Dissenting - Justice Kagan
No, the emergency application for a stay should be denied because the Court's reasoning is under-developed and possibly wrong, particularly regarding the proper forum for this dispute and the assertion of irreparable harm. The Government failed to defend the legality of canceling the education grants, focusing instead on jurisdictional issues. Contrary to the per curiam opinion, the respondent States consistently represented that the loss of grants would force them to curtail teacher training programs, indicating irreparable harm. The general rule is that APA actions, even those potentially resulting in fund disbursement, belong in district courts, as held in Bowen v. Massachusetts. The majority's reliance on Great-West Life & Annuity Ins. Co. v. Knudson is misplaced because Great-West was not an APA case. Deciding such a complex issue on an emergency docket with barebones briefing and no argument increases the risk of error, and there was no urgency demanding immediate intervention.

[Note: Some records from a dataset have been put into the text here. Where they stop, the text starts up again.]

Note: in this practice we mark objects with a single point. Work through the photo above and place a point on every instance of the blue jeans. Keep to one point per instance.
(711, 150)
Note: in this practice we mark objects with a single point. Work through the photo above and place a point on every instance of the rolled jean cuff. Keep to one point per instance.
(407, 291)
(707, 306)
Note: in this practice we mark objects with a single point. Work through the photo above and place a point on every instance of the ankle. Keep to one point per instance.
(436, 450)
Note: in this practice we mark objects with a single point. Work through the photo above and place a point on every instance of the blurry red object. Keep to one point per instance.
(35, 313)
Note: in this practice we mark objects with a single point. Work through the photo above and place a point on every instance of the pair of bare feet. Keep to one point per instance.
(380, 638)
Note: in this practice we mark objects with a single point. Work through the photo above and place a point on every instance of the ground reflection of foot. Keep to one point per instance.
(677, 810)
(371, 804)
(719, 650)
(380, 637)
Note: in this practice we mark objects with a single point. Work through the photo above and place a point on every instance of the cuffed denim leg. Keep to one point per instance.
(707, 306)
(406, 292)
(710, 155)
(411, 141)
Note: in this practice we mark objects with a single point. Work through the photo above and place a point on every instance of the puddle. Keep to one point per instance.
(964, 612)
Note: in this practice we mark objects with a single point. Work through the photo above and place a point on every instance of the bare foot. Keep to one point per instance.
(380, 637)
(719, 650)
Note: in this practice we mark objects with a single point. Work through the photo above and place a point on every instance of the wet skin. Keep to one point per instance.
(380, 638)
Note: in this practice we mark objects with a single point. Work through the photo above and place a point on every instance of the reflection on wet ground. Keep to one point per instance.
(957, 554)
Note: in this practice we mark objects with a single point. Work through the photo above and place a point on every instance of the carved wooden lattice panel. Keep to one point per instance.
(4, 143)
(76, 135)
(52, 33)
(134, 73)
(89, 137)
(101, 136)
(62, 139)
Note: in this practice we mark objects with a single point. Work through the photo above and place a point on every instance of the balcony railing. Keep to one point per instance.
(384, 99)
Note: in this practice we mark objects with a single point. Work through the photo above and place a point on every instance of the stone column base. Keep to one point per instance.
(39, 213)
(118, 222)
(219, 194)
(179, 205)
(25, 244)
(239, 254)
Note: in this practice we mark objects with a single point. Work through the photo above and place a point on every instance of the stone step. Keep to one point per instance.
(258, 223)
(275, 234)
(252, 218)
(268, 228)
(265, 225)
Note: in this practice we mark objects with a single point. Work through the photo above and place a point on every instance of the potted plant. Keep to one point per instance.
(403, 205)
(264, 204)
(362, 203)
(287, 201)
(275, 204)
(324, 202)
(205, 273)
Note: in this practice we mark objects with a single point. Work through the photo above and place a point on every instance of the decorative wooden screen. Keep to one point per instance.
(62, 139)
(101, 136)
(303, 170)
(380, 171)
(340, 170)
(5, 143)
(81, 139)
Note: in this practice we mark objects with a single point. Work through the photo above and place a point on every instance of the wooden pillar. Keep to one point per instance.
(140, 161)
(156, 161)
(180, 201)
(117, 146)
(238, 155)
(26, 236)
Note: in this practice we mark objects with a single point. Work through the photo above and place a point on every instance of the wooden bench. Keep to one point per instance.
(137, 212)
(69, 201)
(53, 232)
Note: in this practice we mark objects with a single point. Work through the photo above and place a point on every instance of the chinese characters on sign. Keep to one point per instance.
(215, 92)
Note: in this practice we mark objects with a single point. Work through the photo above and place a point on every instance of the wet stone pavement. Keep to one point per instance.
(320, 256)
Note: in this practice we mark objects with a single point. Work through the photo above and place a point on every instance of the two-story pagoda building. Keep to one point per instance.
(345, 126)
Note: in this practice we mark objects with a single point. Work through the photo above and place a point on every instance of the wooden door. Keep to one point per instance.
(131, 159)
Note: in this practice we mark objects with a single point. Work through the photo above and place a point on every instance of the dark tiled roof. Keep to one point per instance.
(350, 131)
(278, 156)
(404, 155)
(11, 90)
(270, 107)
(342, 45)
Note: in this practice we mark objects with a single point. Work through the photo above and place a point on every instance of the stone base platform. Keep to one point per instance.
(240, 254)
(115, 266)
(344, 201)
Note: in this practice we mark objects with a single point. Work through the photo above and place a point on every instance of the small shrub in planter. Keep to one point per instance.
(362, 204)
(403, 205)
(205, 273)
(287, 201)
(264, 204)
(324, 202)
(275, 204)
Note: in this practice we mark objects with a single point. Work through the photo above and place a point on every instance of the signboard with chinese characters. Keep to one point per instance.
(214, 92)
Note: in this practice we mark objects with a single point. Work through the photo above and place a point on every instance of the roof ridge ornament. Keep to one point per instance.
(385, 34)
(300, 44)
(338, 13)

Dissenting - Justice Jackson
No, the application should have been swiftly denied for numerous independent reasons, primarily because the Supreme Court lacks jurisdiction over this interlocutory temporary restraining order, and no exigency warrants emergency relief. Ordinarily, TROs are not appealable unless 'potentially unlimited' in duration or causing 'serious, perhaps irreparable, consequence,' neither of which applies to this time-limited TRO that merely restores the status quo. The TRO also explicitly permits individual grant terminations consistent with law. Furthermore, the Government failed to demonstrate the exigency required for emergency relief, as the TRO was set to expire imminently, and its assertions of harm were speculative and not irreparable (e.g., no evidence of a rush to draw funds, periodic draw-down requests, and government mechanisms for recoupment). Most significantly, the Government did not even attempt to defend the lawfulness of its grant termination policy against the Plaintiff States' arbitrary and capricious claims under the APA. The Department's mass termination with boilerplate letters and lack of due process likely violated APA standards, making the lower courts' assessment of likely unlawfulness reasonable. The balance of equities clearly favors the Plaintiff States, who face concrete harms like employee firings and program cancellations, directly contradicting Congressional goals for the grant programs.
Analysis:
This case highlights the Supreme Court's growing use of its 'shadow docket' for substantive decisions without full briefing or oral argument, drawing criticism from dissenting justices. The majority's decision narrows the scope of the APA's sovereign immunity waiver, reinforcing that claims for contractual payment obligations against the government must typically be brought under the Tucker Act in the Court of Federal Claims, even if framed as an APA challenge. It also provides guidance on when a TRO, though temporary, may be reclassified as an appealable preliminary injunction, signaling increased appellate scrutiny of such orders, particularly when they involve significant governmental financial obligations.